All responsible parties to the process of urban development are becoming more keenly focused on ensuring ‘genuine’ value for money in the delivery of improvements to the built environment for everyone concerned. But it takes time, and the property industry is already finding it a lengthy, tortuous and formidable journey.
Real Estate Realities
Whilst recognising the growing need for better ways to account for social, economic and environmental value in framing property investment and development decisions, a range of issues worthy of consideration emerge regarding present practice. Some of these can best be summarised as follows:
- The present process is complex, time-consuming, expensive, cryptic, concealed, and extremely volatile in both adoption and application.

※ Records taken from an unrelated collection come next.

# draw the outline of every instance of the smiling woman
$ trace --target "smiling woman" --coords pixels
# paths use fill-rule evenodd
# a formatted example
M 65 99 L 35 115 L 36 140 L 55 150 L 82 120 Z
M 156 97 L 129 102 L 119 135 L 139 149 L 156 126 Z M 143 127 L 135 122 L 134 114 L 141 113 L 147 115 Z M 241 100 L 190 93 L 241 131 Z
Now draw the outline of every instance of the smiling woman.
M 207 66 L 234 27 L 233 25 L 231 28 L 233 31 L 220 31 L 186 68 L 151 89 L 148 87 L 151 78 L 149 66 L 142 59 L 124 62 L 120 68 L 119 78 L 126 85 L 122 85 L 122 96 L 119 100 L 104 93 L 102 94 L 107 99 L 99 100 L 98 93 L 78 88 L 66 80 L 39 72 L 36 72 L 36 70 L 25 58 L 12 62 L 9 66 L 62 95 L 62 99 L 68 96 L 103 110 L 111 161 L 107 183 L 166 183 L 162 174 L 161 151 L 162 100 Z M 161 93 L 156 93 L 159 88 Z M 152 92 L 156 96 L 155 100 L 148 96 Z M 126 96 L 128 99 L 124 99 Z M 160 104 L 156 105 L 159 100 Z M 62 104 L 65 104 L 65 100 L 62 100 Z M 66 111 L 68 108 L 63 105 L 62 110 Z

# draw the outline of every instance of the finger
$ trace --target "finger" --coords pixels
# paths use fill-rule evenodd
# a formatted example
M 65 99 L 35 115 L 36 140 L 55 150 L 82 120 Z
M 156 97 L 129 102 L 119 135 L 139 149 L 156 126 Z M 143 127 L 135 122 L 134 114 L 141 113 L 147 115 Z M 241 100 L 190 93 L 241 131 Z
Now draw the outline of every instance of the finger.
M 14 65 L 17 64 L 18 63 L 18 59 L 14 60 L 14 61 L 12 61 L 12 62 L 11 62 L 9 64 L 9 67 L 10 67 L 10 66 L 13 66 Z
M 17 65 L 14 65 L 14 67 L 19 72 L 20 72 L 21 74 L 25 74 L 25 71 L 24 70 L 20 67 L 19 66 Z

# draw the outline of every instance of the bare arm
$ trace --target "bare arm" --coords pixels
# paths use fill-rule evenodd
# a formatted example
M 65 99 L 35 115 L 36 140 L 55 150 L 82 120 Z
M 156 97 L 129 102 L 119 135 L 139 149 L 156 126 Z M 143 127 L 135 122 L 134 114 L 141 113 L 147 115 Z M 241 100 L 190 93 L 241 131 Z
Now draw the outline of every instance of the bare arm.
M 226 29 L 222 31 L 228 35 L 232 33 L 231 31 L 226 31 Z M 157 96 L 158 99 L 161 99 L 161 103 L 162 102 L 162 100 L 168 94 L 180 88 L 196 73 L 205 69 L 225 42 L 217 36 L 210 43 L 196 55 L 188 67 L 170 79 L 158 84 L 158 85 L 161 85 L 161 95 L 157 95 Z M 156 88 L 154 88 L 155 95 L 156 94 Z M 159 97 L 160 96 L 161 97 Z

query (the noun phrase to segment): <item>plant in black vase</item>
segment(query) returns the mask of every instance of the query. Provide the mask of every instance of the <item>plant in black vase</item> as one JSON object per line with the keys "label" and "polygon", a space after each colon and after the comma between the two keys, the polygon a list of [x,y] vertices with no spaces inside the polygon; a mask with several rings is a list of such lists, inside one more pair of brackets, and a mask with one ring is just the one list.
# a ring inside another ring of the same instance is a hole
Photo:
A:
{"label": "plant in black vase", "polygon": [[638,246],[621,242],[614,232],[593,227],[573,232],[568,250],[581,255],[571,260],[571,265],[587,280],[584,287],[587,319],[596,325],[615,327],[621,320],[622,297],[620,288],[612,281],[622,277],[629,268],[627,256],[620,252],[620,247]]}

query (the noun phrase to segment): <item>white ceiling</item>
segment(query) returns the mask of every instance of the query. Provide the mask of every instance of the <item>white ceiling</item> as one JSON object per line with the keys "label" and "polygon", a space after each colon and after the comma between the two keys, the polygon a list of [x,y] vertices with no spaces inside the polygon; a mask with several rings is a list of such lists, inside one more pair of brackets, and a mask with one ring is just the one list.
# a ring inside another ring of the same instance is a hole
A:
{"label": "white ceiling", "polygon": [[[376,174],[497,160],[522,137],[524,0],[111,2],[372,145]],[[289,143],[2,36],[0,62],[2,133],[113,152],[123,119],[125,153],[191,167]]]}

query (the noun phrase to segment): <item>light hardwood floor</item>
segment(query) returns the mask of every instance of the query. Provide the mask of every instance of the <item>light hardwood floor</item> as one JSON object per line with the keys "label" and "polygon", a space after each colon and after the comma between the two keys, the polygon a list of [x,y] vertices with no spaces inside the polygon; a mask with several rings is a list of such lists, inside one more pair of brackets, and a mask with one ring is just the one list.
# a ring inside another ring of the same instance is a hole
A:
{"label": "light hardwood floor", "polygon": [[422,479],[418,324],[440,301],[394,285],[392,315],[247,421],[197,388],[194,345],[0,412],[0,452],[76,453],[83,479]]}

- Context should be everything. Social value can mean different things, to different people, in different places at different times. Especially true when it comes to urban developmentInvestors, developers and professional teams are having to learn how to understand and demonstrate the way their buildings can add significant value to society and the local community through the manner in which they are located, designed, built, managed and occupied. Some of this is genuine, some artifice, but the game is on! (See, for example, “Measuring the Social Value of Offices”, BCO, 2016).
- SV is becoming ‘big business’; and, in the usual way of things, the big players will best be able to ‘game the system’. Witness the springing-up of specialist SV consultancy services and the promotion of modish valuation methodologies.
- Likewise, while the precepts of ‘proportionality’, ‘comparability’ and ‘standardisation’ proclaimed by Government are seemingly worthy ones, they preclude the situational exercise of good sense and professional judgement. This is compounded by the mushrooming use of automated evaluation tools.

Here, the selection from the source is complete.